I don't think that the logged error is the actual cause. It looks like the node just took longer to start.

» [2022-05-25T10:03:37,564][INFO ][o.e.n.Node               ] [yamlRestTestV7CompatTest-0] node name [yamlRestTestV7CompatTest-0], node ID [6ctzuUuKRYqC6USwGww_Rw], cluster name [yamlRestTestV7CompatTest], roles [ingest, data_frozen, ml, data_hot, transform, data_content, data_warm, master, remote_cluster_client, data, data_cold]
» [2022-05-25T10:05:37,689][INFO ][o.e.x.s.Security         ] [yamlRestTestV7CompatTest-0] Security is enabled
» [2022-05-25T10:05:37,968][INFO ][o.e.x.s.a.s.FileRolesStore] [yamlRestTestV7CompatTest-0] parsed [1] roles from file [/dev/shm/elastic+elasticsearch+main+periodic+java-fips-matrix/x-pack/plugin/stack/qa/rest/build/testclusters/yamlRestTestV7CompatTest-0/config/roles.yml]
» [2022-05-25T10:05:39,406][INFO ][o.e.t.n.NettyAllocator   ] [yamlRestTestV7CompatTest-0] creating NettyAllocator with the following configs: [name=unpooled, suggested_max_allocation_size=1mb, factors={es.unsafe.use_unpooled_allocator=null, g1gc_enabled=true, g1gc_region_size=4mb, heap_size=512mb}]
» [2022-05-25T10:05:39,457][INFO ][o.e.i.r.RecoverySettings ] [yamlRestTestV7CompatTest-0] using rate limit [40mb] with [default=40mb, read=0b, write=0b, max=0b]
» [2022-05-25T10:05:39,522][INFO ][o.e.d.DiscoveryModule    ] [yamlRestTestV7CompatTest-0] using discovery type [multi-node] and seed hosts providers [settings, file]
» [2022-05-25T10:05:40.730410371Z] [BUILD] Stopping node
» [2022-05-25T10:05:40,752][INFO ][o.e.n.Node               ] [yamlRestTestV7CompatTest-0] initialized
» [2022-05-25T10:05:40,753][INFO ][o.e.n.Node               ] [yamlRestTestV7CompatTest-0] starting ...

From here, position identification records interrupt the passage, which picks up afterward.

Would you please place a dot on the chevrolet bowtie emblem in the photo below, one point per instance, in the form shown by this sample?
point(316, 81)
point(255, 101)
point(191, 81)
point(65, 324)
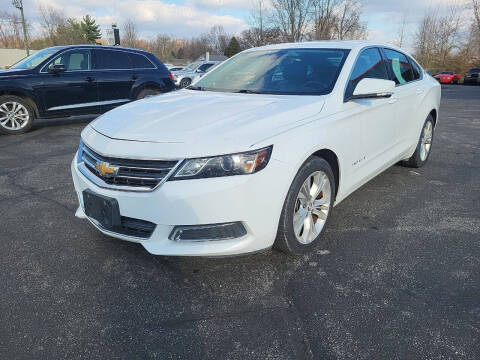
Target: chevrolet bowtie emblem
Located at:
point(105, 169)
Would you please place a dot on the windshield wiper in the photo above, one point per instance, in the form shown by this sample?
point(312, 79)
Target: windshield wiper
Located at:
point(245, 91)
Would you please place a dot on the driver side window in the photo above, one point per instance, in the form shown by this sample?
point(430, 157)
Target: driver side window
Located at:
point(369, 65)
point(75, 60)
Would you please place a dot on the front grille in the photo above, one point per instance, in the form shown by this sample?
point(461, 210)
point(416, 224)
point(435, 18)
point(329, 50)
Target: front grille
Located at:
point(140, 174)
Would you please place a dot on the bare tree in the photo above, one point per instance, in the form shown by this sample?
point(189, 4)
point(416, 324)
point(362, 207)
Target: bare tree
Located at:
point(129, 36)
point(258, 19)
point(292, 17)
point(349, 24)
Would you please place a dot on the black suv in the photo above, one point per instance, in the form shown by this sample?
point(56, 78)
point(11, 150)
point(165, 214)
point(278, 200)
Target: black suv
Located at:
point(77, 80)
point(472, 77)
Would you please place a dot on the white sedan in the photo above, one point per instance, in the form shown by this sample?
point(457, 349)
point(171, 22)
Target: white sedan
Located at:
point(257, 152)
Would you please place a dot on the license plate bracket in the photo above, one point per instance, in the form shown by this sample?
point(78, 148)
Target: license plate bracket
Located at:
point(103, 209)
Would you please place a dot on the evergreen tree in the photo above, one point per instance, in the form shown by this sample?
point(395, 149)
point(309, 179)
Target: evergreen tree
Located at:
point(90, 29)
point(232, 48)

There are 2 minutes delay between node info message and security enabled message.

[2022-05-25T10:03:37,564][INFO ][o.e.n.Node               ] 
[2022-05-25T10:05:37,689][INFO ][o.e.x.s.Security         ] 

The node started immediately after the build initiated stop. Looking at the history of failures it does seem that it mostly happens in FIPS mode. My best guess is that it depends on a number of loaded modules which caused the initialization to sometime take longer.